Two journalists were able to recover their credentials following negotiations, Amerise said.
The decision to revoke journalists’ powers comes a month and a half after the accreditation of EFE’s editorial coordinator in Havana was withdrawn.
EFE’s local office has three editors, a photographer and a videographer.
EFE president Gabriela Canas said she hoped the Cuban government would “reconsider” returning press credentials.
“EFE is an objective and responsible media [entity] who has been reporting on the island for over 40 years and does not understand the reasons for this measure, “Canas wrote on Twitter.
Spain summons top Cuban official from Madrid
Spain’s foreign ministry said on Sunday it was contacting its Cuban charge d’affaires to demand an explanation of the Havana action.
In addition, the Spanish Embassy in Havana is reportedly working with Cuban authorities for the return of journalists’ credentials.
The European Union and Amnesty International have also criticized Cuba’s decision.
The EU called on Havana to guarantee freedom of expression and press freedom, and to return all permissions and powers to EFE, a spokesperson in Brussels said on Sunday evening.
“Foreign correspondents play an important role in promoting international understanding and help open up societies,” the EU statement added.
Cuba protests against political prisoners
Anti-government protests planned by the opposition are scheduled for Monday.
The protests aim to pressure the government to release political prisoners.
Cuban officials, however, deny the existence of political prisoners in the country.
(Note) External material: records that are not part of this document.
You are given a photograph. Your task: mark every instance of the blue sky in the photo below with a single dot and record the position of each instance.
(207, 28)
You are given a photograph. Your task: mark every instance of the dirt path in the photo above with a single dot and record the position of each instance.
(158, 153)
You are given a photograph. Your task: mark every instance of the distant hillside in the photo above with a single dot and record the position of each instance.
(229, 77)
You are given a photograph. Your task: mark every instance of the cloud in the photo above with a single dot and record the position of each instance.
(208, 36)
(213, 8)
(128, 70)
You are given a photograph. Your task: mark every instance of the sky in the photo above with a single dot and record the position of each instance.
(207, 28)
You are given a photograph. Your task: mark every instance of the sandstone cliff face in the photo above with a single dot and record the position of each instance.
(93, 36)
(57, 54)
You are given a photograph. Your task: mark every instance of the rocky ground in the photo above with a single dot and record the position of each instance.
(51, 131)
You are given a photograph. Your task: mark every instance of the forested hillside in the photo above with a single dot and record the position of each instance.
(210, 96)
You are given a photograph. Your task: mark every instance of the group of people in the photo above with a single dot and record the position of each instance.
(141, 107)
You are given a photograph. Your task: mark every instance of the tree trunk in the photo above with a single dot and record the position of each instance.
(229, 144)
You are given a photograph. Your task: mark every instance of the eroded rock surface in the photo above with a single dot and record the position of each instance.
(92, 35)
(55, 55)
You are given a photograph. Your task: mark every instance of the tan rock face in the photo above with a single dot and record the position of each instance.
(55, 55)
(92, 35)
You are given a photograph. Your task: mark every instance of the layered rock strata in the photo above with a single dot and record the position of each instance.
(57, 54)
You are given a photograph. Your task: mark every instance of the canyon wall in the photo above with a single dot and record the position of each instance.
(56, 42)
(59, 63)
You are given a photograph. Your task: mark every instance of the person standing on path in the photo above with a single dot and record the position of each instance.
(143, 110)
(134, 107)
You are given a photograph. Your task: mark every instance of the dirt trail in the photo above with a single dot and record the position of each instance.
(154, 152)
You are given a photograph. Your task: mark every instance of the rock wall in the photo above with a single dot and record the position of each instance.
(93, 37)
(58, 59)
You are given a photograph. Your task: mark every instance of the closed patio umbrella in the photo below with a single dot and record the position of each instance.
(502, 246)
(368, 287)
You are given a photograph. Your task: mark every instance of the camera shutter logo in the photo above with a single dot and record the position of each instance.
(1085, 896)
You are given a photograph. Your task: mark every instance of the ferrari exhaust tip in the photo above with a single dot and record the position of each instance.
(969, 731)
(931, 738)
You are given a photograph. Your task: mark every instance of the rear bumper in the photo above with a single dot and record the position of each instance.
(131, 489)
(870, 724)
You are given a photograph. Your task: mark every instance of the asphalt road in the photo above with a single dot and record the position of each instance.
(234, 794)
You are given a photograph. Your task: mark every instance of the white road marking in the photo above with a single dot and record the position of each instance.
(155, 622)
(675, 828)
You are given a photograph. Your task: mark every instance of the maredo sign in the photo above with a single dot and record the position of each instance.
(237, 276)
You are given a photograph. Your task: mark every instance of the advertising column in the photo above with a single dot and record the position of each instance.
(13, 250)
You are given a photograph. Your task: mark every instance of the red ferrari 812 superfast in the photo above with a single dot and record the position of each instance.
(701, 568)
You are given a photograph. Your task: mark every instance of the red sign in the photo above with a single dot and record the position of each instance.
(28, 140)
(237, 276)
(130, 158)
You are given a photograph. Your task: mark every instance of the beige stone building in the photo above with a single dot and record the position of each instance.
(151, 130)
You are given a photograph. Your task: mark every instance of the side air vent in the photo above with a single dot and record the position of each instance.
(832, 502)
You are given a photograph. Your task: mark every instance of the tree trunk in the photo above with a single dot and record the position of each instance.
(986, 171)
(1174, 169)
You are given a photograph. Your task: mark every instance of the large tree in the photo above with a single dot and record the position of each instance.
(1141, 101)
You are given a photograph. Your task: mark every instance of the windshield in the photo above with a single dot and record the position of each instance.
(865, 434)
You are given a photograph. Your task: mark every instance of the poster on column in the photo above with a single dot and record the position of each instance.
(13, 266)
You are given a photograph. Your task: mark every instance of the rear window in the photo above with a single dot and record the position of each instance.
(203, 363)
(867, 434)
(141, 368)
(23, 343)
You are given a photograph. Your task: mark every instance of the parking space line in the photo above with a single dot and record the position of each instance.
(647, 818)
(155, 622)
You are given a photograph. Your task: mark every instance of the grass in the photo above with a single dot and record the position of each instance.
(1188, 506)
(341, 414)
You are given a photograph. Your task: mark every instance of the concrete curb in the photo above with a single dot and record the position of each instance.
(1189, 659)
They see the opposition as illegitimate and claim that it is funded by the United States.
The gatherings are expected to take place the same day Cuba, hit hard by the coronavirus pandemic and the US embargo, reopens its borders to international visitors.
In July, unprecedented street protests rocked Cuba as people took to the streets shouting “freedom” and “we are hungry”.
The protests left one dead, dozens injured and 1,175 arrests. Half are still in prison, says human rights group Cubalex.